En septembre dernier, pourtant, des Japonais désireux de s’offrir l’iPhone 6 en primeur avaient attendu… 2 semaines à proximité un Apple Store de Tokyo. L’été dernier, des dizaines de fans des One Direction s’étaient agglutinés devant les portes du Stade de France dès 4h du matin, pour être au premier rang lorsque leurs idoles entreraient en scène. À Lille, le premier fast-food Burger King de la ville avait provoqué une file de 200 personnes lors de son ouverture, fin janvier.

Un phénomène antagoniste surnommé « paradoxe de la file d’attente » par le quotidien français Le Monde.

La « queue chic »

« C’est le phénomène de la « queue chic », qui se limite à certains types d’achat. Il s’agit d’un événement que l’on gardera en mémoire et que l’on pourra raconter à ses proches », théorise Richard Larson, professeur à l’Institut de technologie du Massachusetts (États-Unis), université spécialisée dans les domaines de la science et de la technologie. Le consommateur n’hésitera pas à faire la file pour un produit qu’il pense rare, donc précieux, estime quant à lui Guillaume Gronier, un psychologue luxembourgeois. Un raisonnement parfaitement intégré par la firme américaine Apple, grand adepte de la « stratégie de la rareté » pour commercialiser au mieux sa marchandise.

Participer à l’Histoire

Dans certains cas, faire la queue serait une manière de devenir « acteur » de l’Histoire, d’y participer. Ainsi, lorsque la foule se déplace le 14 janvier, à l’aube, pour se procurer le « Charlie Hebdo des survivants », « c’est bien un petit morceau d’histoire qu’elle cherchait à acheter », avance Rémy Oudghiri, directeur du département Tendances et prospective chez Ipsos.

Sentiment d’appartenance

Patienter dans une file peut également s’apparenter à un processus de socialisation, entre individus aux centres d’intérêt « identiques ».
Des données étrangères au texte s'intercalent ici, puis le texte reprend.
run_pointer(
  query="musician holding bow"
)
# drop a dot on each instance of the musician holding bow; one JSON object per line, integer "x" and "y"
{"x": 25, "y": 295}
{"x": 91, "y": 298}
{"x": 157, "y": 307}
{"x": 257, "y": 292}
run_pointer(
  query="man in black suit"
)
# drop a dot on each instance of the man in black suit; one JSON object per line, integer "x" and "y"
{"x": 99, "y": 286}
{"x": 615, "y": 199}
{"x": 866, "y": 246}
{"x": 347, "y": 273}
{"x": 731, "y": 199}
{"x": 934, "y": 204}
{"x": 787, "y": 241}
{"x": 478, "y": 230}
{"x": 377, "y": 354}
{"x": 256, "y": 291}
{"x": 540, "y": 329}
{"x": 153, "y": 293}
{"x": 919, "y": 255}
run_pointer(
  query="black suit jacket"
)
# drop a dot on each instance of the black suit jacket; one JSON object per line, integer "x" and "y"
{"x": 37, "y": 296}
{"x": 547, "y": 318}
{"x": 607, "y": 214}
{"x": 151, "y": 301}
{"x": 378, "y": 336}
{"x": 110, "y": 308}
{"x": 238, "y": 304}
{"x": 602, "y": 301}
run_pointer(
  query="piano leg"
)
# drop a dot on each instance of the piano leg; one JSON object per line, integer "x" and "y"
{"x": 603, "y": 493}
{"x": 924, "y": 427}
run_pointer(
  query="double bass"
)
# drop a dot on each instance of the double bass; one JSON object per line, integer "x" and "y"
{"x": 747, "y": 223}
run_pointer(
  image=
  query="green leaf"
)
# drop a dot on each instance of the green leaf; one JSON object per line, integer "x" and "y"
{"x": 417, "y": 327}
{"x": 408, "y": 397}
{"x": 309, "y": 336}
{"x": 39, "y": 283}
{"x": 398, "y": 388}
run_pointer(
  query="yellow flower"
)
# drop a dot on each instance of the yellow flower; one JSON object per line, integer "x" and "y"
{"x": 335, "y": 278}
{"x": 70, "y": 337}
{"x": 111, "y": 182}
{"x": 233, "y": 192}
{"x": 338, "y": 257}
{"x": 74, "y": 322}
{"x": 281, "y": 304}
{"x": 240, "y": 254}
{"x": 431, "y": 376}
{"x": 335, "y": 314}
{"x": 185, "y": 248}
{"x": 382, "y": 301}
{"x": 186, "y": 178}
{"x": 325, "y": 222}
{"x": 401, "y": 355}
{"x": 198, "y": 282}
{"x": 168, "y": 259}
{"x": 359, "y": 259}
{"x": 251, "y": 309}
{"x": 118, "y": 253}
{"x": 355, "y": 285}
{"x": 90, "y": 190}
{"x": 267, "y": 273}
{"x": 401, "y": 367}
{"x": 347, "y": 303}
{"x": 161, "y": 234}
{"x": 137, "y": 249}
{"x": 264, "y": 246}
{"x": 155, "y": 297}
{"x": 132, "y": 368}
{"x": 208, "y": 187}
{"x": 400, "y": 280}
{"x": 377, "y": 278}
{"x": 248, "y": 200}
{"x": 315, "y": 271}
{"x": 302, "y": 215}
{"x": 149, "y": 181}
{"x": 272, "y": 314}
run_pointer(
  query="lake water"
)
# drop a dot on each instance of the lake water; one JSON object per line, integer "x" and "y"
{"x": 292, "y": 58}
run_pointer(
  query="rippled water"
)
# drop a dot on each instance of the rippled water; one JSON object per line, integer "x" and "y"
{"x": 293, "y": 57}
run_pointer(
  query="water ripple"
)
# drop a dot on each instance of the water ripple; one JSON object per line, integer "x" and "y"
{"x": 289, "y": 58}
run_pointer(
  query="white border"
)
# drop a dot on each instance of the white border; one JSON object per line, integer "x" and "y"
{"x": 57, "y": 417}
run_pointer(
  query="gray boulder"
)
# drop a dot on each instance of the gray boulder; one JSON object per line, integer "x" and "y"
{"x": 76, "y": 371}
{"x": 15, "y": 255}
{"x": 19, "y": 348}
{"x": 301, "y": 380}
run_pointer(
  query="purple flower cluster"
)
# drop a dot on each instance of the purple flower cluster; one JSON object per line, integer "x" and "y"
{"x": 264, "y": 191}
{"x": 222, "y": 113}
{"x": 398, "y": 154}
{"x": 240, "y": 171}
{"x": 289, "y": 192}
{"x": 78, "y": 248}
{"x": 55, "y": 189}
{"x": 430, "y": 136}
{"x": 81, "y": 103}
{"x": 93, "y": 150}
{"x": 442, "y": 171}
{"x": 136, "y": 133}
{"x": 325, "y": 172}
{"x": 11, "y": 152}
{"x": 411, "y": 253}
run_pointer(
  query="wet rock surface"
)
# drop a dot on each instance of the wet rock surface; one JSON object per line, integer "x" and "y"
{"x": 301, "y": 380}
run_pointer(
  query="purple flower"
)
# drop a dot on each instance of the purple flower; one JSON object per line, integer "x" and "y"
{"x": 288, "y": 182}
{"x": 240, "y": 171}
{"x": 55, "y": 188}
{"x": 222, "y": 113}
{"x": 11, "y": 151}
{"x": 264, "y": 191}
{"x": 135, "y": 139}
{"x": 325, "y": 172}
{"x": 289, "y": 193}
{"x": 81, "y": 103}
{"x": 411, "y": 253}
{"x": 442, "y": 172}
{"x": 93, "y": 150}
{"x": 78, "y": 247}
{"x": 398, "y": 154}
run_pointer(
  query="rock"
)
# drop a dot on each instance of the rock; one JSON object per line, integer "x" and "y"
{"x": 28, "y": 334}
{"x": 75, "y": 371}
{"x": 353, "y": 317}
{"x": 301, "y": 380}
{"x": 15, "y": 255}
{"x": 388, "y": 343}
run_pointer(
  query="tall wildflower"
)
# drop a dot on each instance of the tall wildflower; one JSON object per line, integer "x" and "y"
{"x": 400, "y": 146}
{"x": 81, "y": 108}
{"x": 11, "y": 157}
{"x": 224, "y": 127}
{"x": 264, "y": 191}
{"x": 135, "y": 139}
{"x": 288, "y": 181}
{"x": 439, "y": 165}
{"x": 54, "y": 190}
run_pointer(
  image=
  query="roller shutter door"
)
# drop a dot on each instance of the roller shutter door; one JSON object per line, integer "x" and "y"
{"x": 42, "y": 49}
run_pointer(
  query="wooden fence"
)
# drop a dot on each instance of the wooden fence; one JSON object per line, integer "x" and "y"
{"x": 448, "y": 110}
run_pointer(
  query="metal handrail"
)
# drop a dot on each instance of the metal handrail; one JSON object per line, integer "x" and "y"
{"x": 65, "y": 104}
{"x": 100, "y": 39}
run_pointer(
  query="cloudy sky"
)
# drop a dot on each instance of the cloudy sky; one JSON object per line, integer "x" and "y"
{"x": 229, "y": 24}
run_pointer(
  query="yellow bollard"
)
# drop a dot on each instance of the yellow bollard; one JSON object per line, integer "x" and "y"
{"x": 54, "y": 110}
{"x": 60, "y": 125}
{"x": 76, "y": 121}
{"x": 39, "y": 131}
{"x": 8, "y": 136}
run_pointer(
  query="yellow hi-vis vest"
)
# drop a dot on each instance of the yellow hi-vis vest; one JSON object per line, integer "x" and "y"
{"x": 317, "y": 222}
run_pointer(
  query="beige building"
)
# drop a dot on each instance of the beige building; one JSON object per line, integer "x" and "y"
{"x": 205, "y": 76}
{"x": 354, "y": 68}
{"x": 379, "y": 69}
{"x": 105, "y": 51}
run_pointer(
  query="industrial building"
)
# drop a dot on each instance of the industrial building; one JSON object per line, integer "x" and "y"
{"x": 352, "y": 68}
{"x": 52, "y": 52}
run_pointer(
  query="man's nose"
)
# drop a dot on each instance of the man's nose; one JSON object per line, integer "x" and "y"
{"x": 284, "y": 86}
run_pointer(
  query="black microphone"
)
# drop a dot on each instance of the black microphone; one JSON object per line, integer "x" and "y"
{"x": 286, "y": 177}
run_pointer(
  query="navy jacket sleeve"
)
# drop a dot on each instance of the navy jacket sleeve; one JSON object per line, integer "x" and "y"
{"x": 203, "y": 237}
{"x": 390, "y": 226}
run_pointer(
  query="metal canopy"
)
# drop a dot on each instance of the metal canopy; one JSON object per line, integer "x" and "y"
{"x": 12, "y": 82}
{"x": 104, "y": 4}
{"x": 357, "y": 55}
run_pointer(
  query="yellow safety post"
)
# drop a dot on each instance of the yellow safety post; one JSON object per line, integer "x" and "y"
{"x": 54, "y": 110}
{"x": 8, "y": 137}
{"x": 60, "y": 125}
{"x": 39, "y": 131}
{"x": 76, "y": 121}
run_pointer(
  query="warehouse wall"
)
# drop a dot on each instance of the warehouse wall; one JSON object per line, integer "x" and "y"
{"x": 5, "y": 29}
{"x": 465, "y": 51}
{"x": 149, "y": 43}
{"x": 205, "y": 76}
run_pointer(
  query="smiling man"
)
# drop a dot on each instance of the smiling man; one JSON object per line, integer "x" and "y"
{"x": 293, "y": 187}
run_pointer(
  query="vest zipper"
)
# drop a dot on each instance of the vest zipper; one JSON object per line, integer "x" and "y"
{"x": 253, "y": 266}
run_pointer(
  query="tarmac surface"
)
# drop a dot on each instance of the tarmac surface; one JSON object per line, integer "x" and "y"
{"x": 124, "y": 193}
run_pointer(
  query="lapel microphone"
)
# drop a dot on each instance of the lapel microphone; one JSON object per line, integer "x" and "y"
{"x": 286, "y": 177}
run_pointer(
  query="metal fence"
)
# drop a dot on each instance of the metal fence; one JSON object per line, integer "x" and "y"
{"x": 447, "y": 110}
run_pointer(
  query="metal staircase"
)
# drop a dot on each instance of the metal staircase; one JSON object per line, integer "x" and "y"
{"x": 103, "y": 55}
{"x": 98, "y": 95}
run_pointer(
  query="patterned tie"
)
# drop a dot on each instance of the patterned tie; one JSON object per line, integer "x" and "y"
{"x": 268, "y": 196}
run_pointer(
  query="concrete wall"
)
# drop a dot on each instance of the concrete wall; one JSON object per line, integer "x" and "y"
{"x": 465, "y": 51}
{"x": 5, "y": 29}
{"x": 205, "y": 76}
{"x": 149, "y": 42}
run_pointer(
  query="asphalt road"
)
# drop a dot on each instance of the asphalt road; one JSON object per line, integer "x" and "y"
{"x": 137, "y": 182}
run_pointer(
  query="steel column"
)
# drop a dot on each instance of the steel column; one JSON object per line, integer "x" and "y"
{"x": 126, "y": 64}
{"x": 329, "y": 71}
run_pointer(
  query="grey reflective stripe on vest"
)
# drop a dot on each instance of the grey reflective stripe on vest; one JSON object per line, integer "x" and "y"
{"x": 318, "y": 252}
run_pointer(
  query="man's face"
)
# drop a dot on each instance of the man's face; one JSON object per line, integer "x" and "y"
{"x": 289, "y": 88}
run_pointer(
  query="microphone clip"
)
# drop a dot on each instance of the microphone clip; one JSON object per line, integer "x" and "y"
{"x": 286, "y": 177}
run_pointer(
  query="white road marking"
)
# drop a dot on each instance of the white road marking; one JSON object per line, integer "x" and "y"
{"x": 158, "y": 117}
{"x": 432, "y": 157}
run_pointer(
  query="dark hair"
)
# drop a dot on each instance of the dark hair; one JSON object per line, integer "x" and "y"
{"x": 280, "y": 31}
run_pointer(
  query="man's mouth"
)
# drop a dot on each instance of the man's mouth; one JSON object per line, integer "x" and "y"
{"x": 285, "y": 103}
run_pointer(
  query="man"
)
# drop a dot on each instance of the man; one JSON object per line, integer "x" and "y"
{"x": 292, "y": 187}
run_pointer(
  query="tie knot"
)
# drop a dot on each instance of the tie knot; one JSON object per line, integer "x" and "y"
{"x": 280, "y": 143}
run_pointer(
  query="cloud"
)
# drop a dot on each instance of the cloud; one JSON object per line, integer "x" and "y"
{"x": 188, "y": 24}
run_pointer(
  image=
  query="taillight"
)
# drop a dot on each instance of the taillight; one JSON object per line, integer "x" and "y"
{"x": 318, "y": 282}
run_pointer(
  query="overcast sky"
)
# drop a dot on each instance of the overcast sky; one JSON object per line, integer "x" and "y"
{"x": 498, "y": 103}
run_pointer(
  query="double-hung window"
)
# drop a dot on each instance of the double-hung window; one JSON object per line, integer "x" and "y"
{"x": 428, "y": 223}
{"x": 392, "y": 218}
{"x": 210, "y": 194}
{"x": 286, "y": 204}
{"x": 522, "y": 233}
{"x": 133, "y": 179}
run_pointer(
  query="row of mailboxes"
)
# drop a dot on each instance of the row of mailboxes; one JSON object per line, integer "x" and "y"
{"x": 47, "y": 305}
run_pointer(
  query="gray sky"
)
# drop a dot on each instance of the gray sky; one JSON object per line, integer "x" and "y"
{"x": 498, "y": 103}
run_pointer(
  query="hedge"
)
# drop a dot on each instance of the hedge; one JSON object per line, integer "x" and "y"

Elle est alors vécue comme une expérience collective, au cours de laquelle on échange volontiers, on sympathise, on crée des liens. Des personnes étrangères sont réunies autour d’un même désir, formant une sorte de « communauté temporaire », réunie par l’ensemble des valeurs véhiculées et/ou renvoyées par la marque, le groupe de musique, ou l’enseigne de fast-food.